En 2019, le Crédit Agricole devenait la première grande banque au monde à exclure les développeurs de charbon et à demander un plan de sortie du secteur aux entreprises qu’elle finance. Mais trois ans plus tard, la banque échoue à appliquer correctement sa politique. Une nouvelle recherche financière de Reclaim Finance révèle que malgré ses engagements, Crédit Agricole continue de financer des entreprises, comme Glencore et Marubeni, qui pourtant, développent activement de nouvelles mines et centrales à charbon à travers le monde. Cette analyse révèle le besoin de contrôle par l’Etat et les régulateurs de l’application concrète des politiques adoptées par les institutions financières, et d’un mécanisme de sanctions à appliquer en cas de violations.

Un pionnier sur le charbon

C’était en juin 2019. Crédit Agricole devenait la première banque internationale à adopter une stratégie climat digne de ce nom, avec des mesures pionnières concernant les restrictions faites à l’industrie du charbon. En excluant par exemple les développeurs de charbon et en demandant aux entreprises financées d’adopter un plan de sortie du secteur, le Crédit Agricole était la première grande institution financière à reconnaître l’urgence d’empêcher l’expansion du secteur du charbon, et de planifier et mettre en œuvre sa sortie.

“Le Groupe s’engage à ne plus travailler avec les entreprises développant ou projetant de développer de nouvelles capacités charbon thermique sur l’ensemble de la chaine de valeur (producteurs, extracteurs, centrales, infrastructures de transport).” Communiqué de presse du 13 juin 2019

Les ONG ont largement salué cette politique, utilisée depuis comme référence au niveau international.

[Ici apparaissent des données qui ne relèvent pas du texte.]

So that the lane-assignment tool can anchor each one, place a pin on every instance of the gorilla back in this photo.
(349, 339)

Sauf que, deux ans après l’annonce de cette politique, le passage au crible des transactions du Crédit Agricole (1) fait ressortir plusieurs cas de violation manifeste des mesures annoncées. En cause, des transactions avec plusieurs entreprises qui n’ont pas de plan de sortie répondant aux objectifs du groupe financier, et qui sont avant tout des développeurs de charbon.

Que dit précisément la politique sectorielle du Crédit Agricole

C’est dans les politiques sectorielles sur le charbon adoptées un an après l’annonce de sa stratégie climat que le groupe bancaire définit précisément les mesures à mettre en place pour son activité de banque de financement et d’investissement. Trois politiques sont publiées, concernant respectivement les mines, la production d’électricité et les infrastructures de transport.

Celles-ci prévoyaient une “démarche progressive transitoire sur la période 2020-2021” pour les développeurs de charbon déjà en portefeuille avec :

  • un suivi rapproché dès 2020, avec une première analyse de la trajectoire des entreprises et leur placement dans un “portefeuille sous vigilance” en cas d’absence d’éléments probants;
  • à partir de 2021, la demande explicite de l’adoption d’un plan de sortie du charbon incluant la fin de tout développement.

“Pour la poursuite des services financiers à partir de 2021, la Banque attend de ses clients qu’ils développent et lui communiquent un plan de retrait conforme au calendrier préconisé par la science climatique (2030 pour les pays de l’Union Européenne et l’OCDE, 2040 pour le reste du monde), comprenant l’engagement à ne pas développer de nouveaux projets.” Politique sectorielle du Crédit Agricole, mars 2020.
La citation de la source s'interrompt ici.